Two pivotal events in the latter part of 2012 will impact the utilities industry in the coming year. Superstorm Sandy knocked out power to 10 million people in the Northeast, creating a regulatory and media environment that will lead to increased scrutiny of the utilities’ ability to withstand and respond to weather catastrophes. President Barack Obama’s re-election means utilities can expect the Environmental Protection Agency (EPA) to continue to press utilities about emissions while state regulators focus on basic reliability and costs.
These challenges come at a time of historic opportunity for the industry. An unprecedented convergence of low costs of capital and pent-up infrastructure demand easing rate pressures have created ideal conditions for building the electric and gas utilities of the future. But these conditions won’t last. The challenge for executives is picking investments that make sense in light of Superstorm Sandy, the election and other long-term factors that will influence returns during the next several decades.
· As a response to Hurricane Sandy, utilities should invest in digitization and broader automation. The storm also demonstrated how the industry has improved its capacity for coordinated action when storms hit. That capacity should be improved further.

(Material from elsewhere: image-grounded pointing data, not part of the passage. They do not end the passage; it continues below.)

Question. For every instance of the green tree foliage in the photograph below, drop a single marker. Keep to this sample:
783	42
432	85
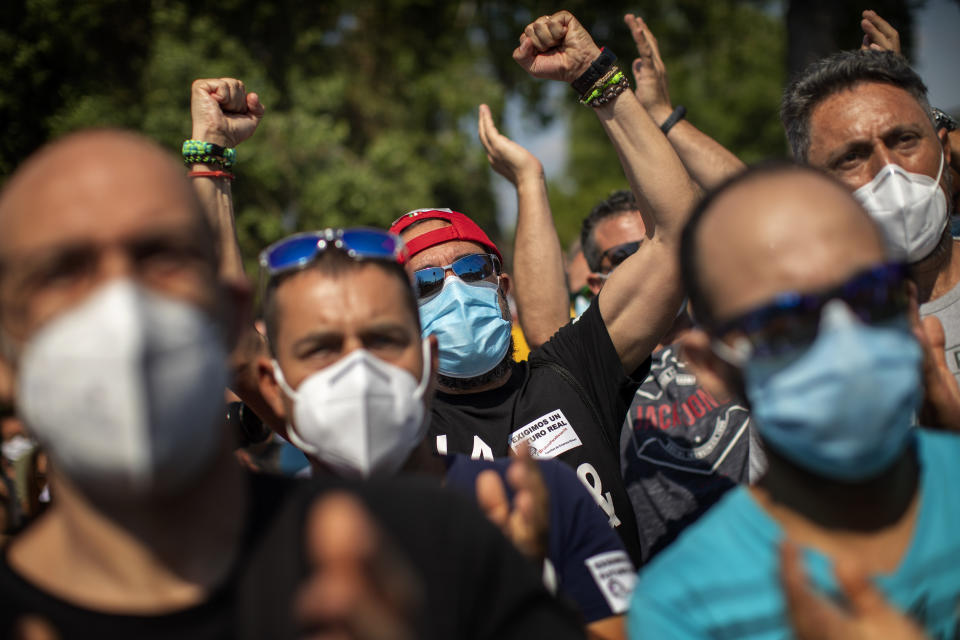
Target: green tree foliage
371	106
725	64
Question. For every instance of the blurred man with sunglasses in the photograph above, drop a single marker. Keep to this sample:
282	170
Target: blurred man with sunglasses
568	401
802	316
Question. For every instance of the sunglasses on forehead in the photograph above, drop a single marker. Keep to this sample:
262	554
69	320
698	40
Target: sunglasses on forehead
616	255
472	268
298	250
791	320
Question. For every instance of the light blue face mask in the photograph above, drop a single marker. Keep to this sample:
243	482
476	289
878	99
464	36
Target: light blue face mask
843	408
469	326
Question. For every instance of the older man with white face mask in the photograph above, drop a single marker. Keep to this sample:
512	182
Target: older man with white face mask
863	117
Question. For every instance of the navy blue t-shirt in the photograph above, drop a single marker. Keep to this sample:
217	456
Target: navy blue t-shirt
588	558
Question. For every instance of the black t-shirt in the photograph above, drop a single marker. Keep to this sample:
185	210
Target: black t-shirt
476	584
568	401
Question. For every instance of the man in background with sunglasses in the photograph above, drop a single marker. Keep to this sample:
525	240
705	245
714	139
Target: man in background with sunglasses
569	400
801	316
682	449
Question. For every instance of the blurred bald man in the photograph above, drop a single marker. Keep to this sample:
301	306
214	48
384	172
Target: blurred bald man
802	316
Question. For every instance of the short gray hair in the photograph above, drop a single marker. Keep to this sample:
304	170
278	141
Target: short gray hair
830	75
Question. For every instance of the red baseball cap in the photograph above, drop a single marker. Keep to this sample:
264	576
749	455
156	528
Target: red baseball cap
461	228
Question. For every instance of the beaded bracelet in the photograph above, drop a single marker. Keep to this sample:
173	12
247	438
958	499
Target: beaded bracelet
607	88
200	152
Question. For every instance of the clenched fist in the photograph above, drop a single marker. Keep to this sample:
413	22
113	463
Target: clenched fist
223	112
556	47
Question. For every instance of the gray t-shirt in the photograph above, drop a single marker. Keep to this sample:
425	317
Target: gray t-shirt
947	309
681	450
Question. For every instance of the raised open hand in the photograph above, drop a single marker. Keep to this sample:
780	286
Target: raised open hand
223	112
507	158
649	72
556	47
359	587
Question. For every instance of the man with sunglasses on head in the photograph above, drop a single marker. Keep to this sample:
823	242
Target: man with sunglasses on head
863	116
353	378
569	399
802	316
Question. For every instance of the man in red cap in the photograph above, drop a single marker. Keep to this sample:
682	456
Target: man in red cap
569	399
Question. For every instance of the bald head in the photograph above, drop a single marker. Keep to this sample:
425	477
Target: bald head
66	182
93	206
772	230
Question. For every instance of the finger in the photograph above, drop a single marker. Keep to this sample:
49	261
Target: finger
635	30
871	31
542	38
484	124
883	26
492	498
652	41
254	106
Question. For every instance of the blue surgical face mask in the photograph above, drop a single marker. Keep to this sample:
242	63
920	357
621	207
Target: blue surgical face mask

· With Obama in office, the EPA likely will continue pushing for tighter emissions controls at electric power plants. This federal emphasis on renewable and carbon emissions runs counter to an increasing focus on reliability and costs by state utility regulators.
· Capital expenditure requirements across the U.S. utility industry are expected to exceed $100 billion annually through 2020. This represents an increase of 100 percent over the annual costs of the early 2000s, according to the Edison Electric Institute. The good news is these expenditures can drive earnings growth for regulated utilities if they choose their investments wisely.
How can executives capitalize on these challenges?
· Deciding how to allocate capital among various new investment opportunities will be the central challenge utility executives face in 2013 and the next several years. A range of political, economic and technological variables complicate these investment decisions. The current favorable investment climate for utilities stems largely from the sluggish economic growth that has plagued the nation since 2008.
· Utility executives should avoid getting too accustomed to the current economic environment. Although dramatic change isn’t likely in 2013, history shows prices can rise quickly when conditions shift. For example, natural gas prices shot up 500 percent between the late 1990s and their peak in 2005.
· As executives weigh investment choices, they should consider the capabilities their companies will need to capitalize on technology and build a best-in-class operating model for the future. The capabilities each company needs will vary based on the strategy it chooses. Some will opt for a low-cost, core utility model; others will adopt a customer-centric, retail-oriented approach.